Still, I forged ahead, for tomorrow would come and I would tell Suzie everything.
How I had perfected the judgement in giving balloons the right amount of air. Too much would make the balloon either explode and sting your face, or prevent you from knotting it so that it flew out of your hand, kazooing and deflating. Too little would make it smaller than the one before, then they’d be mismatched and ruin the symmetry of things.
I was evaluating my most recent balloon when Suzie appeared at her glass window.
“Suzie!” I shouted across, “Look here.”
I waved one red and one yellow balloon.
She burst into grin and waved with both arms, and cupping her palms to her mouth, she shouted, “Yaay-hey,” into the air.
“Yaay-hey Sue-zaay,” I shouted back.
My feet tingled to skip across the street onto her purpleheart bridge so I could gift her a balloon and explain the important principles I’d discovered. But no, I thought, trying to shush the drumming in my chest. I’ll save everything up for tomorrow and she could have two balloons then — one that I’d already blown and one to blow herself, so she could understand the technicality of the thing.
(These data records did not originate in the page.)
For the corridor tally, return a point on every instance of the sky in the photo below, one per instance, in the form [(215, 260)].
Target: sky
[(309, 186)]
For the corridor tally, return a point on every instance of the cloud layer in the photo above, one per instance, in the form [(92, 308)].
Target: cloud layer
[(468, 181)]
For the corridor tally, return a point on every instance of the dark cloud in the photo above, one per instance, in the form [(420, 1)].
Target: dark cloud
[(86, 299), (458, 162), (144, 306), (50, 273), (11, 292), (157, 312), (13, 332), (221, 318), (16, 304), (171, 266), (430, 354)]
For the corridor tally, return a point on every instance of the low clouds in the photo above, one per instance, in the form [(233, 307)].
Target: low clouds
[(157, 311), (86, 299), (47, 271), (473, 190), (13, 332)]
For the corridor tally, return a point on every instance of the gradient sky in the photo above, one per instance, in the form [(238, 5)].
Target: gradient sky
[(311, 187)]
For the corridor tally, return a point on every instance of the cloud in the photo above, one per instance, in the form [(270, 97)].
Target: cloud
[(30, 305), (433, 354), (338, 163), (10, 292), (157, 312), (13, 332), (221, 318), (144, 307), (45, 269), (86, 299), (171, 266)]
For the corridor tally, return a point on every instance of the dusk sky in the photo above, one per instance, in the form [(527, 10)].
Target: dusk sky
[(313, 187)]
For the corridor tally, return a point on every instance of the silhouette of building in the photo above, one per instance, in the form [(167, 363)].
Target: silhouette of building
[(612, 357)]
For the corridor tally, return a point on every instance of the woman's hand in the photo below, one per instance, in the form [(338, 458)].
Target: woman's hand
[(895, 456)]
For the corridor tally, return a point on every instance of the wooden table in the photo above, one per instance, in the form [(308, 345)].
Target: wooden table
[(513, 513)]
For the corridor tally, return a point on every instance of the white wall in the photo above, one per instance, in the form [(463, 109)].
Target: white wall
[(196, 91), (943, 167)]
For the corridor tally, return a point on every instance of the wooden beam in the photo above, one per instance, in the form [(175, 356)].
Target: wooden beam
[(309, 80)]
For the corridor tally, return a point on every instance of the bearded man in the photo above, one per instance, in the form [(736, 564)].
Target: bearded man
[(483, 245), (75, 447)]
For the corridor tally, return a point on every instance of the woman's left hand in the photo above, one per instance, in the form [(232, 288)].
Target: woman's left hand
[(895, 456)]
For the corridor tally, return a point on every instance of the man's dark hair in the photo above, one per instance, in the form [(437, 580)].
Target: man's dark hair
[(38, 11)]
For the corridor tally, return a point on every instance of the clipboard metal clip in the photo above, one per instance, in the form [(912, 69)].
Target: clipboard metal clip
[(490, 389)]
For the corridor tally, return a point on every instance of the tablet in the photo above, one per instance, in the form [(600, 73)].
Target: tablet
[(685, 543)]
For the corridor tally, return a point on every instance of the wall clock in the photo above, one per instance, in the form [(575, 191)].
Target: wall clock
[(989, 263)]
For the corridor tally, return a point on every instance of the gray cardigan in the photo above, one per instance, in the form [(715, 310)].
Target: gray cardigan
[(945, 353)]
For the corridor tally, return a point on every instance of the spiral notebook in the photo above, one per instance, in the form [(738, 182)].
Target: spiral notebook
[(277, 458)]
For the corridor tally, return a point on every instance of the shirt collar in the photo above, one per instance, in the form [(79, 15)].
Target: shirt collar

“Tomorrow?” I shouted across.
“Tomorrow,” she sang into the universe.
That night Suzie’s house went to bed early. All the lights went out and her flashlight faces failed to flicker. Maybe Suzie was sleeping early for my party. Mam had told us too to bed early if we wanted to have enough energy for tomorrow.
So on the night that I was six years and three hundred and sixty-four days old, Pap helped me roll down the mosquito net and waited for me to finish saying my prayers before he turned out the light.
“Nighto Ixie Pixie,” he said.
“Nighto Pap-Pap.”
I pulled the sheet to my chin and waited to turn seven.
In the kitchen, while Mam iced the cake, Madam Ivy’s mouth was still windmilling.